All Docs
FeaturesAgentOS Scope OutUpdated March 12, 2026

Sentiment Analysis & Review Text Classifier

Sentiment Analysis & Review Text Classifier

From v0.1.12, every scraped review is automatically processed by the review text classifier before it contributes to a product's opportunity score. This page explains what the classifier does, how results are stored, and how they influence scoring.


Overview

The classifier is invoked per-review after content is scraped from a directory listing. It uses either an LLM-based or rule-based approach (selected at runtime depending on configuration) to extract three structured outputs from raw review text:

OutputTypeValues
SentimentLabelpositive | neutral | negative
Topic TagsArray of labelspricing, onboarding, support, reliability, integrations, UX
Key Quoted PhrasesArray of stringsVerbatim excerpts from the review

Topic Tags

Each review can receive one or more topic tags.
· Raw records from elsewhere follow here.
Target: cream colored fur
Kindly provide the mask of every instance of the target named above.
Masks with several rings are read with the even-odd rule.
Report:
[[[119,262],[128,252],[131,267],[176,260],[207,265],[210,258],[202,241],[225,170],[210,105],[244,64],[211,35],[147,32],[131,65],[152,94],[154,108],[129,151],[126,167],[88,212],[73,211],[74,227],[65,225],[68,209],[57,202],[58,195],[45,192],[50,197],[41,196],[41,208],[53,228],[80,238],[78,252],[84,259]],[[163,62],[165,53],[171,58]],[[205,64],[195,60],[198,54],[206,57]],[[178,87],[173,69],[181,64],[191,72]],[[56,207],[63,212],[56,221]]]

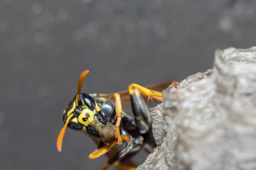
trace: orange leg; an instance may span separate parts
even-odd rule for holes
[[[112,142],[109,145],[105,145],[100,149],[96,149],[89,155],[89,158],[93,159],[105,154],[108,152],[110,150],[110,149],[113,147],[117,142],[117,140],[116,139]]]
[[[162,93],[155,92],[148,88],[147,88],[139,85],[135,83],[131,84],[129,85],[128,88],[130,95],[131,95],[134,92],[133,89],[135,88],[137,88],[141,93],[148,97],[148,102],[149,100],[149,99],[151,99],[153,101],[153,98],[160,101],[163,101],[163,94]]]
[[[121,116],[122,116],[122,106],[121,104],[121,99],[119,93],[115,93],[114,96],[116,99],[116,113],[117,116],[117,122],[115,127],[115,133],[116,138],[117,139],[118,144],[121,145],[123,139],[130,142],[133,140],[133,138],[131,137],[129,137],[126,136],[120,135],[119,132],[119,126],[121,121]]]
[[[127,141],[130,141],[133,140],[132,138],[129,138],[126,136],[121,135],[120,136],[122,141],[124,140]],[[111,148],[114,146],[115,144],[117,143],[117,139],[116,139],[115,140],[110,143],[109,145],[105,145],[104,147],[99,149],[97,148],[89,155],[89,158],[90,159],[93,159],[100,157],[102,155],[105,154],[109,151]]]

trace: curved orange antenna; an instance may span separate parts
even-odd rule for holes
[[[64,137],[64,134],[65,134],[66,128],[68,126],[69,120],[74,116],[74,113],[72,113],[68,117],[66,122],[65,122],[65,124],[64,124],[64,126],[60,130],[60,131],[59,132],[59,136],[58,136],[58,138],[57,139],[57,149],[59,152],[61,152],[62,141],[63,140],[63,137]]]
[[[83,82],[84,79],[86,75],[89,73],[89,71],[88,70],[85,70],[82,72],[79,76],[79,79],[78,80],[78,85],[77,87],[77,93],[76,94],[76,96],[75,97],[75,105],[77,107],[78,107],[78,99],[79,99],[79,96],[81,94],[81,89],[82,88],[82,85],[83,85]]]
The supported tags and their intent are:

  • pricing — comments about cost, value for money, tier limits, or billing
  • onboarding — feedback on setup, initial experience, documentation, or getting started
  • support — mentions of customer service, response times, or issue resolution
  • reliability — references to uptime, bugs, data accuracy, or system stability
  • integrations — discussion of third-party connections, APIs, or compatibility
  • UX — opinions on interface design, usability, or workflow friction

A single review may be tagged with multiple topics where the text covers more than one area.


Key Quoted Phrases

The classifier extracts short verbatim phrases from the review that carry the strongest signal — typically the sentence or clause that best justifies the assigned sentiment and tags. These phrases are surfaced in the product dossier to give analysts direct evidence without reading full review text.


Storage

All classification outputs are persisted in the product_review_analysis table, linked to the originating review record. This table is the source of truth for all downstream scoring.

product_review_analysis
├── review_id          (FK → scraped review)
├── product_id         (FK → product)
├── sentiment          (positive | neutral | negative)
├── topic_tags         (array of tag labels)
├── key_quoted_phrases (array of verbatim strings)
└── classifier_method  (llm | rule-based)

Impact on Scoring

Classified reviews feed two of the four scoring dimensions used to rank products on the opportunity dashboard:

Market Demand

Sentiment distribution (ratio of positive to negative reviews) combined with total review volume produces the market demand score. A product with high review volume and predominantly positive sentiment signals an active, validated market.

Competitive Gaps

Negative reviews are the primary input for the competitive gap dimension. The classifier's topic tags on negative reviews pinpoint the specific categories where existing products are failing — e.g. a cluster of pricing + negative tags indicates users are underserved by current pricing models, representing a replication opportunity.


Classifier Methods

The pipeline supports two classifier modes:

  • LLM-based — uses a language model to interpret nuanced or ambiguous review language; higher accuracy on complex text
  • Rule-based — uses keyword and pattern matching; faster and lower-cost for high-volume processing

Both modes produce the same three output fields stored in product_review_analysis.